Noise vs Coverage Frontier
More alerts catch more issues but create more noise. The trade.
The trade-off
Tighter alerts catch more incidents but produce more noise. Looser alerts produce less noise but miss real problems.
Every alert sits on the noise/coverage frontier. Moving the threshold trades one for the other.
There is no globally optimal point. Each service has its own ratio based on customer tolerance, team size, and traffic shape.
Measuring coverage
Track every customer-impacting incident. For each, ask: did an alert fire before the customer noticed?
Coverage = (alerts that fired in time) / (real incidents). Target 80% to 95% depending on service tier.

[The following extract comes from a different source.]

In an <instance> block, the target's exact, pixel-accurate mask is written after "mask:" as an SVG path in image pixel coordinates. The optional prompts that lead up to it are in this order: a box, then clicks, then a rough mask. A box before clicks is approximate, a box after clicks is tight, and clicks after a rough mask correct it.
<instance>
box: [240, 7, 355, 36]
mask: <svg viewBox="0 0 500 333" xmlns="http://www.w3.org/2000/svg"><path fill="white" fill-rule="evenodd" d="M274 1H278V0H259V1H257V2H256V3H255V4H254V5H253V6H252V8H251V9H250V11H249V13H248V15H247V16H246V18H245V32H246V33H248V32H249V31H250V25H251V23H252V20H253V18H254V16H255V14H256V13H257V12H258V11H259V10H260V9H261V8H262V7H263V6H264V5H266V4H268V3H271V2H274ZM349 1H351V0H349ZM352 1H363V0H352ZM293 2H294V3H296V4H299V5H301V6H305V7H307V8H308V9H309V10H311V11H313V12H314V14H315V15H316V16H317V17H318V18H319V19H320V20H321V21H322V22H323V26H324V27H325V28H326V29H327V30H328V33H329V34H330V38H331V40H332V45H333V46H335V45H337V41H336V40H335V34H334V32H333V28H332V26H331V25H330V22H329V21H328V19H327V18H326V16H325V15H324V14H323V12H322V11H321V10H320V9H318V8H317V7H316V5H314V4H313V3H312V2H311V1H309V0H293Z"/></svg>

Below 80% coverage: under-alerted; missing real problems. Above 95% coverage: likely over-alerted.
Measuring noise
Pages-per-real-incident ratio. If you page 5 times to catch one real incident, your noise is 4:1.
Acceptable ratios: 1:1 for tier 1 services, 2:1 for tier 2, 3:1 for tier 3. Above that, tune.
Track per service, not globally. A single noisy service drags the org-wide average and hides healthy rotations.
Moving the frontier
Better signals move the entire frontier outward. SLO-based burn-rate alerts have lower noise at equal coverage than threshold alerts.
Multi-signal compound alerts ("errors AND latency AND traffic") shift the frontier most. Single-signal alerts trade off the most.
Synthetic monitoring shifts coverage upward without much noise cost. Real-user monitoring (RUM) is similar.
Apply per service
Pick a service. Compute current noise ratio and coverage from last quarter's data.
Decide where on the frontier the team wants to be. Document this; it constrains future alert design.
Tune toward the target over the next quarter. Re-measure; iterate.